Wickedly Wonderful (Baba Yaga, #2)

So much for that.

“A number of them, in fact,” she said with perfect honesty. She always tried to speak the truth if possible; there was power in words, and it didn’t do to misuse them. “You can call me Beka. Beka Yancy.”

He hesitated, and then stuck out one large, calloused hand. A tingle ran through her as she took it. “Marcus Dermott. The charming gentleman you met before is my father, Marcus Senior.”

A scowl marred his otherwise attractive visage. “I’m helping him out temporarily. This is his boat.” Something about the way he said it made her think he’d rather be anywhere but here, doing anything but this.

“He’s sick, isn’t he?” she said softly. Even without the heightened sensitivity of a Baba, she would have noticed the obvious pallor under the older man’s weathered skin, and the way his well-worn clothes hung on a frame that looked as though it had lost much of its original bulk. “What’s wrong with him?”

Marcus stared at her, then out at sea. “Advanced lung cancer. He’d been fighting it for a few months before I got home from my last tour of duty. Trying to work this boat with only two crew, one of them barely out of school.” Beka could see the muscles in his shoulders bunching up under the dark tee shirt he wore.

“I’m sorry,” she said. Babas didn’t suffer from Human illnesses much; one of the benefits of being a powerful witch. But that didn’t make it any easier to watch the people around you suffer. Her mentor used to warn her away from close friendships with Humans, said they were too fragile and short-lived for folks like them. Beka was almost thirty but still looked like she was in her early twenties. Yet another reason not to get attached—sooner or later, someone would notice. But that didn’t mean she didn’t like Humans. After all, she’d been born one.

Marcus shrugged, still not looking at her. But his shoulders hunched a little more, making a lie of his casual tone. “I told him that the cigarettes would catch up with him someday. He tells me he quit a couple of years ago, but I guess it was too late.”

Something about that rang strangely. “He told you? You didn’t know?”

“I did three hitches in the Marines,” he said. His back straightened as if just saying the word made him stronger. “Only got out a little while ago. While I was trying to figure out what I was going to do with myself, some busybody called to tell me my father was sick. So I came here to pitch in. Not that the old man wants my aid.”

He snorted. “You should have seen his face when I showed up.
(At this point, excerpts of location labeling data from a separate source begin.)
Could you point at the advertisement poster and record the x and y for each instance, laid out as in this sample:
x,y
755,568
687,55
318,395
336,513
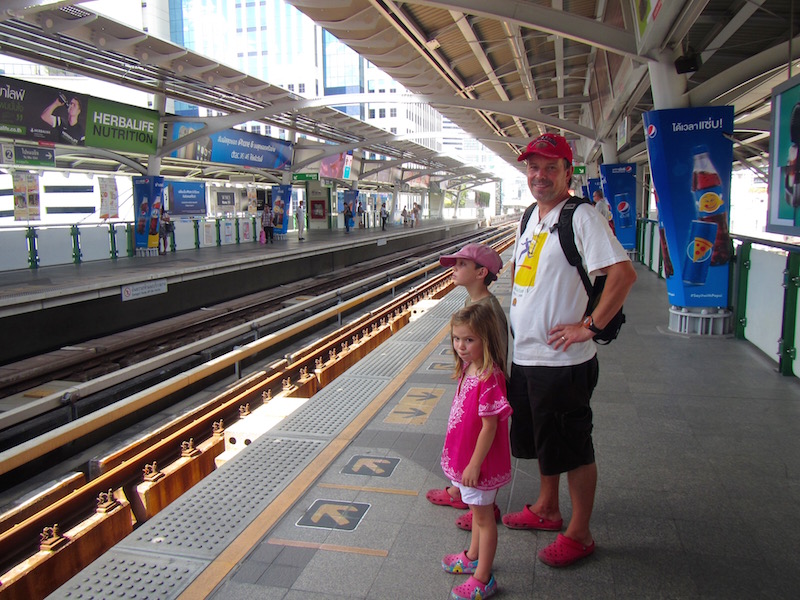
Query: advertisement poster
x,y
109,198
691,160
226,201
39,113
187,198
783,213
252,200
337,166
26,196
281,199
233,147
349,197
592,185
619,188
148,194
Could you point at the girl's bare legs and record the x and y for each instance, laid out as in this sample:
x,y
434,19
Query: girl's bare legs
x,y
483,544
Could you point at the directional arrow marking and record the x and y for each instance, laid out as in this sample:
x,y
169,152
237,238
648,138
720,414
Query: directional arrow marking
x,y
334,511
371,464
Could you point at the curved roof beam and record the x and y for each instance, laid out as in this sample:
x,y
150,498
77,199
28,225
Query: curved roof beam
x,y
557,22
519,108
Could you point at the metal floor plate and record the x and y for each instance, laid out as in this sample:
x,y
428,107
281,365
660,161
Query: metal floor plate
x,y
184,538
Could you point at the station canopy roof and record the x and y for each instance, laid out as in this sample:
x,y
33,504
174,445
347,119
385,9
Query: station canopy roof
x,y
519,68
66,36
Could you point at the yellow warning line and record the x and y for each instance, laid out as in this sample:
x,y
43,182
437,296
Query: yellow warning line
x,y
229,558
329,547
358,488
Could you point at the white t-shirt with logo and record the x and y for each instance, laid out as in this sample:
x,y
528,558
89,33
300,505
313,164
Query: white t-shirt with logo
x,y
548,291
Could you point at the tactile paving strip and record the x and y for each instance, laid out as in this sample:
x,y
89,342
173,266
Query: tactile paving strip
x,y
330,410
208,517
131,576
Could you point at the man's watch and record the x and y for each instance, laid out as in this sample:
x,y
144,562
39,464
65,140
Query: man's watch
x,y
588,323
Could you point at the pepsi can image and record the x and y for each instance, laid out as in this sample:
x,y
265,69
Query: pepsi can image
x,y
697,258
624,210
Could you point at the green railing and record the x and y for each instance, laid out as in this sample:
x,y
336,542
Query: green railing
x,y
765,277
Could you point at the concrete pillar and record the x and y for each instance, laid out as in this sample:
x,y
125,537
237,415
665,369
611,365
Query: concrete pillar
x,y
154,162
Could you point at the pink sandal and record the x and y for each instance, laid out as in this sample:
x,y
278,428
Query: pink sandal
x,y
564,551
443,498
465,521
527,519
473,589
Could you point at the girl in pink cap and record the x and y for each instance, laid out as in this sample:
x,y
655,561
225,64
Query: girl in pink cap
x,y
477,455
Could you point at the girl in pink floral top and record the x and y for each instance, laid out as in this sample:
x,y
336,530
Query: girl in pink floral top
x,y
477,455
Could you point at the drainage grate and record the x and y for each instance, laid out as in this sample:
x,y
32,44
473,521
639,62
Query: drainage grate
x,y
209,516
125,575
330,410
388,360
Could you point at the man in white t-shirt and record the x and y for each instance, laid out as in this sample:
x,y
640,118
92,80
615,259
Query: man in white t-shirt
x,y
555,368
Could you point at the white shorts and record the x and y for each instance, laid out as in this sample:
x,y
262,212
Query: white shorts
x,y
475,496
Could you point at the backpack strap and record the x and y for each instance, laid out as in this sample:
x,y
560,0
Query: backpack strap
x,y
566,235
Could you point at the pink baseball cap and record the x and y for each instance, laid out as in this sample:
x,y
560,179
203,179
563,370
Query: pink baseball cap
x,y
480,254
550,145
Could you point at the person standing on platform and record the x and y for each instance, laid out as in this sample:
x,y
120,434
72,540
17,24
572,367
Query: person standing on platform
x,y
384,216
604,208
475,267
555,368
301,221
476,455
268,224
165,227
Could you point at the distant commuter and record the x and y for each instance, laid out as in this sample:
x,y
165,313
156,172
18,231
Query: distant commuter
x,y
301,221
268,223
165,227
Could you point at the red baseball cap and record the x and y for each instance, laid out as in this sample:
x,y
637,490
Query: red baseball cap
x,y
550,145
481,254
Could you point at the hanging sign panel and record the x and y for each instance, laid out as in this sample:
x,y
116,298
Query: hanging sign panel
x,y
40,113
233,147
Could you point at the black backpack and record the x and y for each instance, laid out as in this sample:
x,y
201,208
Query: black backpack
x,y
566,236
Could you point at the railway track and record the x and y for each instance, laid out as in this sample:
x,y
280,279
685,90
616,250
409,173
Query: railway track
x,y
80,518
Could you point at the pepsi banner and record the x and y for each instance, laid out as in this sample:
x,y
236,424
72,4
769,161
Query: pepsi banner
x,y
592,185
148,194
619,188
691,161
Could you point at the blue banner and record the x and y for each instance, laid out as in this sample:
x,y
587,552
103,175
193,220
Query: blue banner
x,y
281,199
691,161
619,188
148,194
592,185
234,147
187,198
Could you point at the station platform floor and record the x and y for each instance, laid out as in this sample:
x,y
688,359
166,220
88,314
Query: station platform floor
x,y
24,290
698,494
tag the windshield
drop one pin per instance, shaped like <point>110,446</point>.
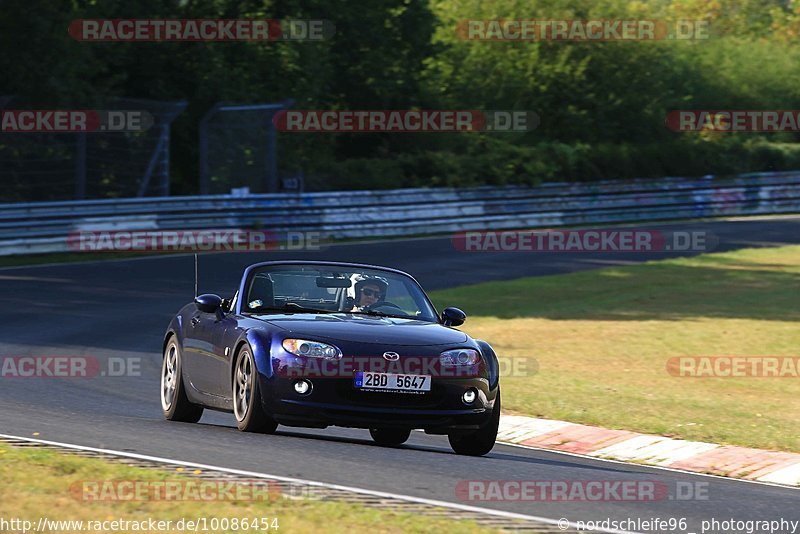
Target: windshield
<point>331,289</point>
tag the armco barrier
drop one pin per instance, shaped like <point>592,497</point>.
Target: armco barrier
<point>44,226</point>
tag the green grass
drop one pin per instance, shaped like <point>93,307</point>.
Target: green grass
<point>601,340</point>
<point>37,483</point>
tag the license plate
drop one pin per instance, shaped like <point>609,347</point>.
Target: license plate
<point>391,382</point>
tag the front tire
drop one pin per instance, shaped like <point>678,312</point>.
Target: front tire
<point>482,441</point>
<point>174,403</point>
<point>389,437</point>
<point>247,407</point>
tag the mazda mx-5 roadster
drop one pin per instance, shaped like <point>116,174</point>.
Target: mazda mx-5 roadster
<point>315,344</point>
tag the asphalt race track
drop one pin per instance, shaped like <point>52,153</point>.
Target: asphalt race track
<point>120,309</point>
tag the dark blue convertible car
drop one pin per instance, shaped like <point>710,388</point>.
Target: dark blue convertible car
<point>314,344</point>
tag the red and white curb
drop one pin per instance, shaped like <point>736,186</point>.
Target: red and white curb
<point>695,456</point>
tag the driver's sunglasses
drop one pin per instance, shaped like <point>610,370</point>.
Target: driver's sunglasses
<point>371,292</point>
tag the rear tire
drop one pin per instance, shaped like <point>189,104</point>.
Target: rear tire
<point>174,403</point>
<point>481,441</point>
<point>389,437</point>
<point>247,407</point>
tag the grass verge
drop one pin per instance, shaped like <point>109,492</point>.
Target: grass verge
<point>601,340</point>
<point>38,483</point>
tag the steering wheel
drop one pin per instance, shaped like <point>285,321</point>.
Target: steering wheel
<point>384,304</point>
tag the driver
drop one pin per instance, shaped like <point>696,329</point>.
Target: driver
<point>369,292</point>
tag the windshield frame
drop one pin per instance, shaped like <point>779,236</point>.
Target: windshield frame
<point>256,268</point>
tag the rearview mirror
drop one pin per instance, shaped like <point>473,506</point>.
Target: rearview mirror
<point>208,303</point>
<point>329,281</point>
<point>453,317</point>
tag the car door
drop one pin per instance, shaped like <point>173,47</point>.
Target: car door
<point>206,361</point>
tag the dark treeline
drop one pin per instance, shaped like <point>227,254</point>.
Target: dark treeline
<point>602,104</point>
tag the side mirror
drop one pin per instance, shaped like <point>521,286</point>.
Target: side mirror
<point>453,317</point>
<point>208,303</point>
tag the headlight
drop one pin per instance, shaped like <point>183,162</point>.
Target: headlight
<point>312,349</point>
<point>460,357</point>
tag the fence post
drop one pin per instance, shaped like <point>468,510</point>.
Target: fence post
<point>80,167</point>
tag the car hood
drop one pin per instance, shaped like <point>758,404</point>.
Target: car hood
<point>366,329</point>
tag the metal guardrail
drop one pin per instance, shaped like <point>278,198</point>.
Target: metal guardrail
<point>44,226</point>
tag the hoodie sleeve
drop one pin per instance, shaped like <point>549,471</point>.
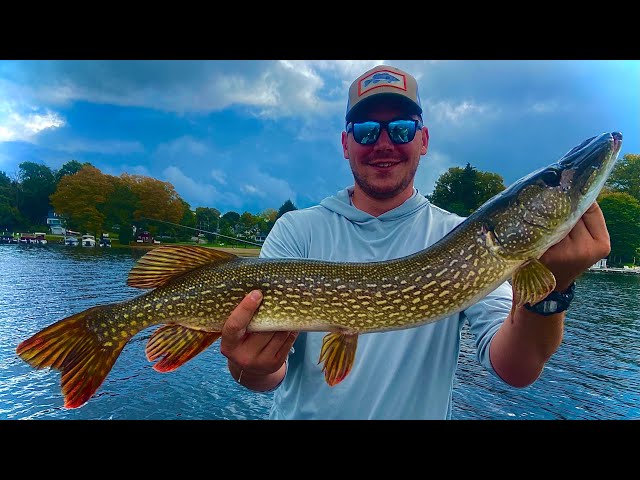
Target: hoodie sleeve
<point>485,317</point>
<point>283,241</point>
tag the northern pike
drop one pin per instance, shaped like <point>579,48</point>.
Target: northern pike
<point>194,289</point>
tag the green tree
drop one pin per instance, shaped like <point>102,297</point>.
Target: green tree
<point>118,209</point>
<point>69,168</point>
<point>188,220</point>
<point>207,218</point>
<point>10,217</point>
<point>37,183</point>
<point>81,197</point>
<point>287,206</point>
<point>626,176</point>
<point>463,190</point>
<point>622,214</point>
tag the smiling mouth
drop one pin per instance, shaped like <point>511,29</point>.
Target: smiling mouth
<point>383,164</point>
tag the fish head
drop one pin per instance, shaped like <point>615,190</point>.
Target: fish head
<point>540,209</point>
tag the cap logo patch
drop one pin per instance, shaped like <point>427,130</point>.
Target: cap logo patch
<point>382,78</point>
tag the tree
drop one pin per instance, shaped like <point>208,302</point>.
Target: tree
<point>118,209</point>
<point>81,197</point>
<point>207,218</point>
<point>10,217</point>
<point>270,214</point>
<point>155,200</point>
<point>463,190</point>
<point>37,183</point>
<point>626,176</point>
<point>69,168</point>
<point>622,213</point>
<point>287,206</point>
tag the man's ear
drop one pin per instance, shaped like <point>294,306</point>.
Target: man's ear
<point>425,140</point>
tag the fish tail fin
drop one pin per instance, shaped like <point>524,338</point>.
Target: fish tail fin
<point>73,348</point>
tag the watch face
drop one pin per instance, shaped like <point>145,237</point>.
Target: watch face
<point>554,303</point>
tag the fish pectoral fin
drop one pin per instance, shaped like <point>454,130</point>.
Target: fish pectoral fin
<point>532,282</point>
<point>338,353</point>
<point>177,345</point>
<point>71,346</point>
<point>164,263</point>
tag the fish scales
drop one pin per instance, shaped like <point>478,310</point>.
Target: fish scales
<point>193,290</point>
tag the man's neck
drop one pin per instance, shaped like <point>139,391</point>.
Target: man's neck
<point>375,206</point>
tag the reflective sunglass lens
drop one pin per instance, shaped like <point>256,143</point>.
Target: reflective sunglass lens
<point>366,133</point>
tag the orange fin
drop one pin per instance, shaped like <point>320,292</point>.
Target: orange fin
<point>177,345</point>
<point>71,347</point>
<point>164,263</point>
<point>532,282</point>
<point>338,353</point>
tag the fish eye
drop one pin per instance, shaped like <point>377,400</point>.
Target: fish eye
<point>551,177</point>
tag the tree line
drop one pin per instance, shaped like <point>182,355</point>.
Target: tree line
<point>91,201</point>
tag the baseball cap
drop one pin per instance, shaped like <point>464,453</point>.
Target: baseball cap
<point>379,82</point>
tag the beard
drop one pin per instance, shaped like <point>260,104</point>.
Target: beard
<point>373,190</point>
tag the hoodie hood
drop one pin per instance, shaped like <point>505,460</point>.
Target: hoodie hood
<point>340,203</point>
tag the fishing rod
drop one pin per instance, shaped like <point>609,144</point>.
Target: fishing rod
<point>201,230</point>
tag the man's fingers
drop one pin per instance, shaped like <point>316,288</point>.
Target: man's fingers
<point>236,325</point>
<point>288,343</point>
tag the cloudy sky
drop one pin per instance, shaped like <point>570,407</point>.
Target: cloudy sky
<point>248,135</point>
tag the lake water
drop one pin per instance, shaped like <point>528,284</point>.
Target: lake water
<point>594,375</point>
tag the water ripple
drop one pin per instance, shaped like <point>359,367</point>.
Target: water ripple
<point>594,375</point>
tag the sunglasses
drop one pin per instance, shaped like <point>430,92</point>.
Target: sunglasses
<point>399,131</point>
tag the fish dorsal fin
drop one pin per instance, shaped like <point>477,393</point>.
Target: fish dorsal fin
<point>337,354</point>
<point>164,263</point>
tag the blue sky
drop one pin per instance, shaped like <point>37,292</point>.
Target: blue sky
<point>248,135</point>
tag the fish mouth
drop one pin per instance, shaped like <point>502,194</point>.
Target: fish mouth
<point>593,152</point>
<point>587,166</point>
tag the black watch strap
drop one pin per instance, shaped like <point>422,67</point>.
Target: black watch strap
<point>555,302</point>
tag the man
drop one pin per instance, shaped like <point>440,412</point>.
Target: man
<point>404,374</point>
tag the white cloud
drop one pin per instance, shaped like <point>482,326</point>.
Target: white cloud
<point>459,113</point>
<point>430,168</point>
<point>24,124</point>
<point>543,107</point>
<point>251,190</point>
<point>108,147</point>
<point>219,176</point>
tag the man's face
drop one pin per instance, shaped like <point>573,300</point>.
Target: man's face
<point>384,170</point>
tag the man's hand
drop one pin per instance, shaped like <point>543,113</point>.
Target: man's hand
<point>258,357</point>
<point>587,242</point>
Cursed that doctor up, down, and sideways.” A crooked grin relaxed the grim lines set into his face and startled Beka into realizing he was actually quite handsome. If you liked your men tough and muscular and just a little scruffy around the edges. Which she didn’t, thankfully.

She turned a little so she could see his face better, enjoying the light touch of the spray on her skin. All Baba Yagas were in tune with the elements, but each tended to be drawn more strongly to one in particular. Her sister Baba, Barbara Yager, who had just relocated to New York State, was tied to the earth. Beka, on the other hand, was water all the way. Although she traveled around as Babas did, she slept the most soundly when she could hear the ocean singing a lullaby through her open windows.

“How long had it been since you’d seen him?” she asked, more because she was enjoying the deep rumble of his voice than out of any desire to know. Soon they’d be onshore; she’d pay him off and then she’d never see him again. An odd shivery melancholy ran through her at the thought, but she shrugged it away.

Marcus swiveled to face her, his visage settling back into its customary wall of stone. For a minute, she thought he wasn’t going to answer her.

“I left the day I turned eighteen,” he said. “Joined up that week, and haven’t been home since. Until now.”

“You said you did three tours.” Beka thought about what little she knew about the military. “That’s twelve years, isn’t it?” She blinked. Babas were solitary creatures, for the most part, except for the time they spent training their replacements (usually about fifteen or sixteen years, for most, although Beka’s mentor had stuck around for a lot longer, since she didn’t trust Beka to manage on her own). But Beka knew that Humans usually valued family as much as the Selkies and the Merpeople did. “You couldn’t get back here to visit in all that time? That’s so sad.”

Marcus stood up abruptly, his large shadow blocking out the sun. “Not really,” he said shortly. “We don’t get along.”

Beka opened her mouth to say something, but he stalked off toward the port side and didn’t say another word to her until the Wily Serpent glided into the harbor as smoothly as its name.